Su vínculo con Cartagena creció con los años. Publicaciones, investigaciones, clases, visitas constantes. Incluso su paso por universidades colombianas, antes de consolidarse en España, formó parte de ese camino. Por eso, el reconocimiento que hoy recibe como miembro correspondiente de la academia local no es un simple logro profesional: es, en sus palabras, "un honor completo". "En gran medida le debo mi carrera a Colombia", afirma sin titubeos. Pero más allá del reconocimiento, lo que realmente lo mueve es la historia misma, no como relato estático, sino como un rompecabezas en permanente construcción.

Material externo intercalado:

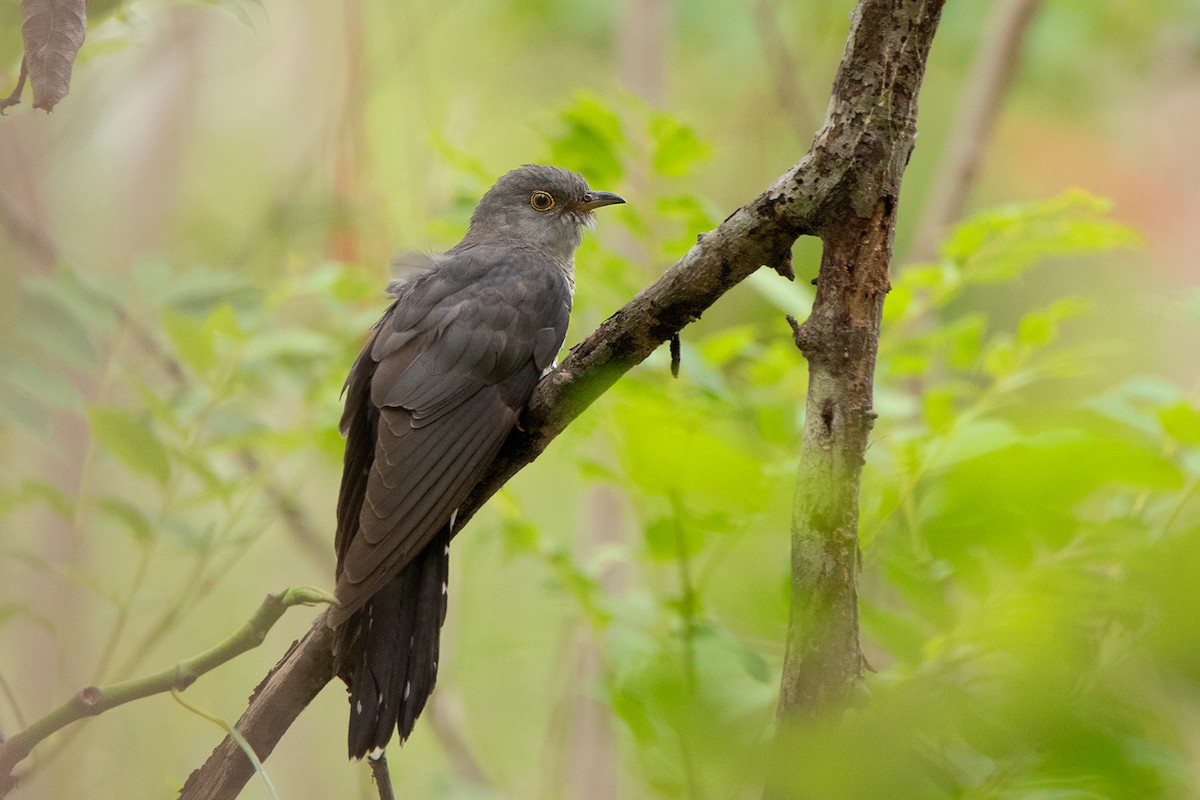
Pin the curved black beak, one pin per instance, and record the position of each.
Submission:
(594, 199)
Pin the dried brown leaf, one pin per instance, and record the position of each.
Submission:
(53, 31)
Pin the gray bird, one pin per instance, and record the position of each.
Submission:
(441, 383)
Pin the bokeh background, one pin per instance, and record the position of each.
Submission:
(195, 242)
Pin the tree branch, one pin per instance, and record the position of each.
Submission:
(982, 98)
(94, 701)
(875, 94)
(847, 181)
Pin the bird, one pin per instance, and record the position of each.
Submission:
(439, 384)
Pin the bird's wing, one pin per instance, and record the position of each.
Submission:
(430, 401)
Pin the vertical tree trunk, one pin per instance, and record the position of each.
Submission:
(875, 90)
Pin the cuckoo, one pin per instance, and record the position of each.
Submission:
(439, 384)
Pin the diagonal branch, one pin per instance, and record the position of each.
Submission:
(851, 173)
(94, 701)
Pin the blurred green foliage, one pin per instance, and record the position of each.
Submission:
(1030, 512)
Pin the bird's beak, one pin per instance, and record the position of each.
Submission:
(595, 199)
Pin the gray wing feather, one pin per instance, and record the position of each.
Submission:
(438, 388)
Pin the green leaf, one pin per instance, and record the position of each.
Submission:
(1181, 422)
(676, 146)
(132, 439)
(589, 142)
(192, 340)
(131, 517)
(33, 491)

Cartagena: clave en el comercio atlántico

Durante dos siglos, explica, la ciudad fue clave en el comercio atlántico. Punto de llegada de galeones, epicentro de riqueza y, por lo mismo, blanco constante de ataques. Después de La Habana, fue una de las ciudades más asediadas del imperio español en América. Todo eso, insiste, se sostiene en una idea simple: sin dinero no hay historia militar.

Más allá de los números: una visión integradora

Sin embargo, su mirada no se queda en los números. Con el tiempo, ha integrado análisis sociales y culturales. Ese enfoque se reflejó en la conferencia presentada en su posesión, titulada "Nacida en tres mundos", un nombre que resume su visión de Cartagena. Para Serrano, esta ciudad es un crisol único donde confluyen tres grandes raíces: la española, la indígena y la africana. "No he visto ese nivel de integración en ningún otro lugar", asegura. Ni en México, ni en Cuba, ni en Chile. Aquí existe una "armonía racial" que, aunque imperfecta y atravesada por tensiones, es profundamente significativa. Su reflexión desafía percepciones comunes: mientras muchos señalan altos niveles de discriminación, él observa una integración que ha evolucionado con el tiempo. Una ciudad que, pese a su pasado marcado por desigualdades —incluso por lo que llama una "pigmentocracia"—, ha construido una identidad híbrida y compleja.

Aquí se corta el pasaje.